La voici, dans un théâtre où le public, tenu à distance et non à portée immédiate comme dans une maison de fado, n’en est pas moins subjugué, soulevé par ce chant vibrant et merveilleux. Volta atrás vida vivida (Reviens sur tes pas, vie vécue) est l’un des fleurons de son répertoire.

Argentina Santos | Volta atrás vida vivida. João de Freitas, paroles ; Filipe Pinto, musique (fado Meia noite) ; Argentina Santos, chant ; instrumentistes non identifiés. Captation : Lisbonne, Coliseu dos recreios, 27 juin 1997 (Grande noite do Fado 1997).
Vidéo : RTP ; Ana Martins Varela, prod. ; Fernando Cabral, réalisation.

Volta atrás vida vivida
Para eu tornar a ver
Aquela vida perdida
Que nunca soube viver.
João de Freitas. Volta atrás vida vivida

Reviens sur tes pas, vie vécue
Fais-moi voir à nouveau
Cette vie perdue
Que jamais je n’ai su vivre.
On trouvera le texte original complet avec sa traduction dans le billet Argentina Santos — Volta atrás vida vivida

Et puis il y a ceci. Ces deux vidéos mises en regard l’une de l’autre illustrent cet adage issu du Fado da Adiça, du répertoire d’Amália, et fréquemment repris en substance sinon littéralement dans d’autres textes : Não é fadista quem quer, só é fadista quem calha, c’est à dire qu’on n’est pas fadiste par vouloir, mais par destin.

Il s’agit ici d’une des grandes stars du fado international, Ana Moura. Belle voix, jolie fille, mais absence du fado. La voix reste fixe, sans crépitements ni désordres, sans vie. À peine peut-on parler d’interprétation : ce fado menor (Os meus olhos são dois círios, « Mes yeux sont des cierges éclairant d’une lumière triste mon visage ») est exécuté à l’imitation de la version originale d’Amália, sans âme. On devine que tout est préparé à l’avance, les ralentissements, les pauses, les mélismes. L’accompagnement instrumental lui-même semble mécanique (José Manuel Neto est pourtant l’un des grands interprètes de la guitare portugaise).
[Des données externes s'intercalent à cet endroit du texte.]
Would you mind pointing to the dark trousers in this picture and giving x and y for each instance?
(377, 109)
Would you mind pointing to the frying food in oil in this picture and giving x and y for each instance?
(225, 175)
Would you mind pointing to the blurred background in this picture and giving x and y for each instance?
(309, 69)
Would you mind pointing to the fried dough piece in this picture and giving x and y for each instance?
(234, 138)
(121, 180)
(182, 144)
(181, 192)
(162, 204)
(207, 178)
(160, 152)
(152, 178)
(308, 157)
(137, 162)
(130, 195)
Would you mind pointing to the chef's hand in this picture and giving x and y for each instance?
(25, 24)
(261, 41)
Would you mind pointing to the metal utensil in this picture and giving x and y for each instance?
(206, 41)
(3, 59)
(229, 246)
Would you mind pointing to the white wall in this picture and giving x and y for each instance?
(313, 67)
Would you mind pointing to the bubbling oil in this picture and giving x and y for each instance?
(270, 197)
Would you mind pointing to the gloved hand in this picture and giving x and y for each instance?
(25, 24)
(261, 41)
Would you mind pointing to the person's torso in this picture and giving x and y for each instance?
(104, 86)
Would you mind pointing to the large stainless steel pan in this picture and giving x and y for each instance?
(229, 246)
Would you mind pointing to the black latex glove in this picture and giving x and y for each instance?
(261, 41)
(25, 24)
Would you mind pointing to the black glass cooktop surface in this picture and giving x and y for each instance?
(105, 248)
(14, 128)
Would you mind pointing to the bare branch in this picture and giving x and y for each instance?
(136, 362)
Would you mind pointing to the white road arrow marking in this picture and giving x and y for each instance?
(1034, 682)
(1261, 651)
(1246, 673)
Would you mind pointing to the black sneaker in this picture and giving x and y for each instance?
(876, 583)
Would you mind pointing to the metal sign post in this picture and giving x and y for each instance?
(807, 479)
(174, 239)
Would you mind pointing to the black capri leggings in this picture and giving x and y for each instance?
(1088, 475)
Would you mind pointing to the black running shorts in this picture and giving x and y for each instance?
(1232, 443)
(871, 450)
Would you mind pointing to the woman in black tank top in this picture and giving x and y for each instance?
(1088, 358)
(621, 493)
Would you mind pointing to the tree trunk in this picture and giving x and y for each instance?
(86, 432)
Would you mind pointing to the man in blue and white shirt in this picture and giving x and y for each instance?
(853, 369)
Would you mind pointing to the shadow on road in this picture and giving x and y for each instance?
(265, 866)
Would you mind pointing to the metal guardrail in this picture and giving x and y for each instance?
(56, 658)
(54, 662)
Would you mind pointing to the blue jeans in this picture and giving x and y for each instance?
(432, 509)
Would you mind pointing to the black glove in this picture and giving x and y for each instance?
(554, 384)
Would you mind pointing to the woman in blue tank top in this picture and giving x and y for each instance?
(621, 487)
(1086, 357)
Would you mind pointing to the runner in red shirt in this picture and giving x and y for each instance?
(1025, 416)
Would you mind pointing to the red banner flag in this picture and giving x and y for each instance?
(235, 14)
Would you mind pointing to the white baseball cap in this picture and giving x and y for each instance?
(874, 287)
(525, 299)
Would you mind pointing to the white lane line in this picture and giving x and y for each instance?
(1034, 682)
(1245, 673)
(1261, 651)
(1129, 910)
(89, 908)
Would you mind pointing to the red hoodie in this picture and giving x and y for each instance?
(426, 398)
Ana Moura | Os meus olhos são dois círios. Linhares Barbosa, paroles ; musique traditionnelle (fado Menor) ; Ana Moura, chant ; José Manuel Neto, guitare portugaise ; José Elmiro, guitare ; Filipe Larsen, guitare basse acoustique. Captation : Lisbonne, Coliseu dos recreios, 2008.
Vidéo : João Pedro Moreira , réalisation. Extrait de : Ana Moura, Coliseu, Universal Music Portugal, ℗ & © 2008.